Along with the maps you will receive Gruson's Histoire des Croisades. I gave this same little book to Mendes, who was glad to have it. Even if you have no time to read it from the beginning to the end, you might look through it; the most eloquent passages will strike you instantly. If the work of Thijs Maris is beautiful, this is, too.

As Uncle Jan sent a box to Etten, I sent Cor for his St. Nicholas a lithograph after J. Maris, representing a little girl returning from the churchyard. There is a proverb, “Quand il n'y a plus rien, il y en a toujours encore” [when there is nothing left, there is always something still], and I experienced it this morning when I thought I could not give a St. Nicholas present to anyone. I have found something for everybody, though it is not much; Father and Mother are getting a map which I drew.

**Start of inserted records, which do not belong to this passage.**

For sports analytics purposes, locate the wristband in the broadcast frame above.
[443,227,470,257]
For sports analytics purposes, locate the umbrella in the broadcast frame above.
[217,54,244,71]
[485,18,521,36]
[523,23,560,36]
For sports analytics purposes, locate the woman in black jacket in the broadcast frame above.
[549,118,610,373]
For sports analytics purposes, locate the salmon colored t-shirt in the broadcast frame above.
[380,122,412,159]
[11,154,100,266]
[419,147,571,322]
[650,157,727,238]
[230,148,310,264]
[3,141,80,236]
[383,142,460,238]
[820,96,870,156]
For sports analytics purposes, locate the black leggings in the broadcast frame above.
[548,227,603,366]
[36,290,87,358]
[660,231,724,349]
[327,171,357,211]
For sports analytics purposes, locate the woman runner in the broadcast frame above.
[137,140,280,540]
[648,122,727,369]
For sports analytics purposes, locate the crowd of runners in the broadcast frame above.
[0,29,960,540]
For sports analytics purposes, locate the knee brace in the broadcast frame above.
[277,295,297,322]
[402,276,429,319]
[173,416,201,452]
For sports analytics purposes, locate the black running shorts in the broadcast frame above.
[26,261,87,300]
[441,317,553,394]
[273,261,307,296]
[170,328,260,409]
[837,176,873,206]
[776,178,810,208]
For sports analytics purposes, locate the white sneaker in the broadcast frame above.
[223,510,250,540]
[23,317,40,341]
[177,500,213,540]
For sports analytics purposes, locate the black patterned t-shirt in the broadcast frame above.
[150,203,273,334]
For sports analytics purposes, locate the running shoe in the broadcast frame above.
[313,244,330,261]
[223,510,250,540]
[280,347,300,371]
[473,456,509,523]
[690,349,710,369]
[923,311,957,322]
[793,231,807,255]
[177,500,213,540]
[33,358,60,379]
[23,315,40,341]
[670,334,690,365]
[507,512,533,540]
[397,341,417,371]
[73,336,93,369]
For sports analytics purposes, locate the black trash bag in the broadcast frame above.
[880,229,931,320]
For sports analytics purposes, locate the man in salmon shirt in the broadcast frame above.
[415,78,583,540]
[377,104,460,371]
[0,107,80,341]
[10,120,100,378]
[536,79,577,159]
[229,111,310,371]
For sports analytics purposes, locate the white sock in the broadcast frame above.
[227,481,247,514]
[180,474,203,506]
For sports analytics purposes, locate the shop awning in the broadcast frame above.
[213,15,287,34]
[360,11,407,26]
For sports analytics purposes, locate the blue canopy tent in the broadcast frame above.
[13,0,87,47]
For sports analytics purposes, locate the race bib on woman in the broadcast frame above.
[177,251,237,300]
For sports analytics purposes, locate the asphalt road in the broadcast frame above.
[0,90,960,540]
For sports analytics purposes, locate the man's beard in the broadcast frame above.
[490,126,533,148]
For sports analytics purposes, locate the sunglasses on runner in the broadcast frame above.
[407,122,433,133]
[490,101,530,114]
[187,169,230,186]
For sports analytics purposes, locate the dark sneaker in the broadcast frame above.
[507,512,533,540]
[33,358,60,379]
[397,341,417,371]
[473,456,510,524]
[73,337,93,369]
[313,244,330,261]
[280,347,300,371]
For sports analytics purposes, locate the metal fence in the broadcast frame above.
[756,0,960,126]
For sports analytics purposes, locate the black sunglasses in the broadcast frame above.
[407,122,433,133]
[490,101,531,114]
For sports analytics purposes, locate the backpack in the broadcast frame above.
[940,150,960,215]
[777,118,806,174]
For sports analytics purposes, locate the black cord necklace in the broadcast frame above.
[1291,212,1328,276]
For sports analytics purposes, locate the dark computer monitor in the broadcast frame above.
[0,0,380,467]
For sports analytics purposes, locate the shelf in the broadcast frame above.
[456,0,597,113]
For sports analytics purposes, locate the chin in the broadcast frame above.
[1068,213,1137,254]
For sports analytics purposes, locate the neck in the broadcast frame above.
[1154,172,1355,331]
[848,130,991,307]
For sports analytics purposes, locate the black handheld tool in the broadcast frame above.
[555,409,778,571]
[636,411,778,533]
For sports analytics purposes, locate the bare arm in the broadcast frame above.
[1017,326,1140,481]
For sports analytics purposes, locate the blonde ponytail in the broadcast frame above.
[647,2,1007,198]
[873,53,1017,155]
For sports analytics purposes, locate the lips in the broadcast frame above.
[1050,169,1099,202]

Twilight is falling, and the view of the yard from my window is simply wonderful, with that little avenue of poplars - their slender forms and thin branches stand out so delicately against the grey evening sky; and then the old arsenal building on the water - quiet as “the waters of the old pool” mentioned in the Book of Isaiah - down by the waterside the walls of that arsenal are quite green and weather-beaten. Farther down is the little garden and the fence around it with the rosebushes, and everywhere in the yard the black figures of the workmen, and also the little dog. Just now Uncle Jan with his long grey hair is probably making his rounds. In the distance the masts of the ships in the dock can be seen, in front the Atjeh, quite black, and the grey and red monitors - and just now here and there the lamps are being lit. At this moment the bell is ringing and the whole stream of workmen is pouring toward the gate; at the same time the lamplighter is coming to light the lamp in the yard behind the house.

You will probably be very busy these days, but if you have a moment, write me; let me know as soon as you can when you will go to Etten. Couldn't we go together to Dordrecht, Friday or Saturday before Christmas? One must take as much advantage as one can of the journeys and trips one makes.

My kindest regards to the Roos family, also to the Haanebeeks and v. Stockums if you happen to go there; does Mr. Tersteeg know these maps by Stieler? À Dieu, Theo, if I do not write again before we meet safe and sound, goodbye for the present, a warm handshake in thought, believe me always,

Your loving brother, Vincent

At this time, Vincent was 24 year old
Vincent van Gogh. Letter to Theo van Gogh. Written 4 December 1877 in Amsterdam. Translated by Mrs. Johanna van Gogh-Bonger, edited by Robert Harrison, number 115.